The colony of rare African penguins has happy feet, shiny feathers, and a lot more pep now that the $2 million upgrade to their home has been completed at Adventure Aquarium in Camden.

To create a setting that better mimics the natural environment of the 40 penguins, the aquarium spent the last year renovating the outdoor exhibit, which opened in 1998. Workers tucked heating elements beneath new rock-like structures to warm the penguins' tiny feet and filled their 17,000-gallon pool with saltwater to improve their health and well-being.

The workers also created grottoes that offer shade and privacy.

A happy penguin is, after all, an entertaining penguin. And penguins enjoy wide appeal because of their endearing charm, cuteness, and funny antics.

Michele Pagel, the aquarium's curator of birds and mammals, said the penguins have noticed the changes, which were completed a few weeks ago when Penguin Island reopened.  "They're more active," she said as a few dove into the pool.

The hope is that their attractive new home will spark fresh interest in the African penguin, which is endangered in the wild. Without conservation efforts, Pagel said, the species could become extinct within 10 years. Fewer than 25,000 breeding pairs remain in the wild.

The penguins are native to South Africa, where their habitat is threatened by development and pollution, Pagel said. Adventure Aquarium holds public awareness events and raises funds to promote the penguin's survival in the wild, she said.

The playful creatures are also known as jackass penguins because their call is similar to the braying of a donkey.  On a warm afternoon this week, one puffed out his black-and-white throat and bellowed.

Unlike their more common cousins in the Anarctic, these penguins are accustomed to a temperate climate that can dip below freezing or rise to 100 degrees, much like that found in their urban home in Camden.  "People ask all the time if they're hot," said Pagel. "It's the number-one myth we hear each day."

Adventure Aquarium has joined with zoos and other aquariums across the country to increase penguin populations through selective breeding, or matchmaking, and to help with the species' survival. Pagel, who has cared for the penguins since the first few arrived at the aquarium two decades ago, said a new nesting area in an expanded room behind the exhibit is designed to encourage the penguins to mate and breed.

A month ago, two chicks were born there.

Deanna Sabec, the aquarium's public relations manager, said the fuzzy brown babies won't be introduced to the public until the middle of the summer.  They each weighed about two ounces at birth and are still being nurtured by nesting parents that generally mate for life.

Before that, four chicks arrived in December. The males are named Nick and Carson, in honor of Eagles quarterbacks Nick Foles and Carson Wentz.  Their females are named Taco and Shelley.

The sleek steel-gray feathers of the four juveniles made them stand out among the pack of black-and-white penguins that stood and stared motionless during a lull in the action one day this week. The appearance of a bird, and then a dragonfly, caused them to jerk their heads in unison and follow the flight path in the sky until the winged creatures disappeared from view.

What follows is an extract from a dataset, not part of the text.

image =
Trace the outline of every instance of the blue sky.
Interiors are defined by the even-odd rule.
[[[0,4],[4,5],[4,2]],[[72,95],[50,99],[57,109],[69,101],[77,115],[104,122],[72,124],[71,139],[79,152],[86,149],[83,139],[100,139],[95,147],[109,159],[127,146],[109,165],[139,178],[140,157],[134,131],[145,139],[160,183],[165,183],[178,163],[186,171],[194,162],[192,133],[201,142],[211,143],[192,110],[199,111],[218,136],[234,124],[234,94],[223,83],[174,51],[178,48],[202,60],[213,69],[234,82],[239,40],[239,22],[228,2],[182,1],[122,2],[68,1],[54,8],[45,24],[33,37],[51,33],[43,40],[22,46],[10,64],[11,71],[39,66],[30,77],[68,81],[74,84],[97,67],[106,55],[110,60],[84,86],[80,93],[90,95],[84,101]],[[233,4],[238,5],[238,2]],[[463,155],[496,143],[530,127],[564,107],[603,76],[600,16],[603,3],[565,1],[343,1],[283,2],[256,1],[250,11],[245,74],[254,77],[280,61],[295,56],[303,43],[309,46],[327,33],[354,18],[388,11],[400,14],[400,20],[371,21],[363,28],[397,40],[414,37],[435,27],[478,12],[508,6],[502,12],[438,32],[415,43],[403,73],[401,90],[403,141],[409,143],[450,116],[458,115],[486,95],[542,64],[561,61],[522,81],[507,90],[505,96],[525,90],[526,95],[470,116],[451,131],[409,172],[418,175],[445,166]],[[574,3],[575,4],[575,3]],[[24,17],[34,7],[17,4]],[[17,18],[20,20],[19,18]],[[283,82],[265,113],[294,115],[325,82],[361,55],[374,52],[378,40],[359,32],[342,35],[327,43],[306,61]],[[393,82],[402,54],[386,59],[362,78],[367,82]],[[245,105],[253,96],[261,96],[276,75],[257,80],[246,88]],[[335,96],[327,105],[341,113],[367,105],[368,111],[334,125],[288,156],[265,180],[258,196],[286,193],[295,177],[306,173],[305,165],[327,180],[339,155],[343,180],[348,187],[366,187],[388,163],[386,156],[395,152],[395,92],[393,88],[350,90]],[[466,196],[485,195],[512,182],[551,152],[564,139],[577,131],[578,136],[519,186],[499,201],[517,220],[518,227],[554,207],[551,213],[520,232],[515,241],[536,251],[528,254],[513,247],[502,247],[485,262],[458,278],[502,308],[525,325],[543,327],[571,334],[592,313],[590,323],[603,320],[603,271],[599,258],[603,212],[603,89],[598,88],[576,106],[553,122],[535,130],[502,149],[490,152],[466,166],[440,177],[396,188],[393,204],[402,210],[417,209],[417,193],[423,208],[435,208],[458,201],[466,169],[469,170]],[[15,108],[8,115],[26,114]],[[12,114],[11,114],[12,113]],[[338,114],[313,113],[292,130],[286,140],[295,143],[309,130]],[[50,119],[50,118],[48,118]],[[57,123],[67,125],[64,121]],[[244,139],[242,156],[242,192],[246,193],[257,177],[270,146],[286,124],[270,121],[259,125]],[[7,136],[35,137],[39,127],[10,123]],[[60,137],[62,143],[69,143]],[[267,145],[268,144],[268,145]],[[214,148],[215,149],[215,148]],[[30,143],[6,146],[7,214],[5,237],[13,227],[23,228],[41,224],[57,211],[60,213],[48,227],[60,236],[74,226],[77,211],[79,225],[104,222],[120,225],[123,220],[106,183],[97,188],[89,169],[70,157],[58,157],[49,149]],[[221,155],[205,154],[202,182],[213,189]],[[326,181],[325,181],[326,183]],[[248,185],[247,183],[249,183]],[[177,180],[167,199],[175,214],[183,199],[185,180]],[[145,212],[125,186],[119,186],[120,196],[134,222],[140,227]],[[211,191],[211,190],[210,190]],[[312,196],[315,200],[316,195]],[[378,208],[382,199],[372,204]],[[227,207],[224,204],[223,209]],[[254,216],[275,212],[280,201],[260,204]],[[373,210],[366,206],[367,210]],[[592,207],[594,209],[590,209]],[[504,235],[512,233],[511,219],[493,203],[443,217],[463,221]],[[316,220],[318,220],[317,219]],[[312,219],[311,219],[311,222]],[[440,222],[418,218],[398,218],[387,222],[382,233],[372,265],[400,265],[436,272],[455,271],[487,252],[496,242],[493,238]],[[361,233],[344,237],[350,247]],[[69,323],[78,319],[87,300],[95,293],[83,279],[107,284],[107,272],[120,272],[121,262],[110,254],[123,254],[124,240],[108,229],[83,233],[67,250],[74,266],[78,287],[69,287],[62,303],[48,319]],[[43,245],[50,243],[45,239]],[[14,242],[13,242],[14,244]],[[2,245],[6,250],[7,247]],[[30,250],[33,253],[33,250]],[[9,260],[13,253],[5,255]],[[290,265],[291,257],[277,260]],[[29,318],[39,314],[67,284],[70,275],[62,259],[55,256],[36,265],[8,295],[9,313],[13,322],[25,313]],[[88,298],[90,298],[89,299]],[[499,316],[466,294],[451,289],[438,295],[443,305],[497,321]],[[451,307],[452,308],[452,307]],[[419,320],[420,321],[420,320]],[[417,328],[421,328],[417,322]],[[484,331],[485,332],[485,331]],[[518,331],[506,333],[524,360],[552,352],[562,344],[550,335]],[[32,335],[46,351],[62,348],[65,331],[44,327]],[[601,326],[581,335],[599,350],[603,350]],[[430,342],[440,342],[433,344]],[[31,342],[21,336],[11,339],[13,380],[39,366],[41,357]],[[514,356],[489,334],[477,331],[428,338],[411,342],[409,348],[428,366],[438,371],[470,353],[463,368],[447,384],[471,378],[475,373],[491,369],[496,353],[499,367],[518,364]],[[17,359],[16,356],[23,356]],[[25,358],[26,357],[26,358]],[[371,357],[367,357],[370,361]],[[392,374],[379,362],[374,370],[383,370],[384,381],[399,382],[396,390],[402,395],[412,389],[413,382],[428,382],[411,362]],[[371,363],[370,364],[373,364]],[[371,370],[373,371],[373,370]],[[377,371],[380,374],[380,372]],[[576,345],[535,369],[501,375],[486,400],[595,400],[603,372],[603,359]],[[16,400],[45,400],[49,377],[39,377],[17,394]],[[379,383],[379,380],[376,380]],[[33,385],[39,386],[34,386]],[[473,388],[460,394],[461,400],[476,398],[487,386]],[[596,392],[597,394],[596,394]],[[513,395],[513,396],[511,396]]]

Sienna Repka, 5, of Warminster, waited patiently for a little more action.

"I like when the penguin is slipping," she said, then demonstrated by dropping onto her belly and wiggling — and giggling.

Gray Mason, also 5, of Folsom, liked watching them eat tiny fish.

The hippos, the sharks, and the little blue penguins at the aquarium also draw crowds, but the African penguins still rule, Pagel said.  "They're feisty," she said.

Now, with rocking chairs conveniently placed next to the 20-foot underwater viewing window, and a shade canopy above, even more visitors are flocking to Penguin Island.

"We love them," said Nicole Henry of Cherry Hill, who visited this week with her children, Khloe, 4, and Delaney, 2.  "This is our favorite thing."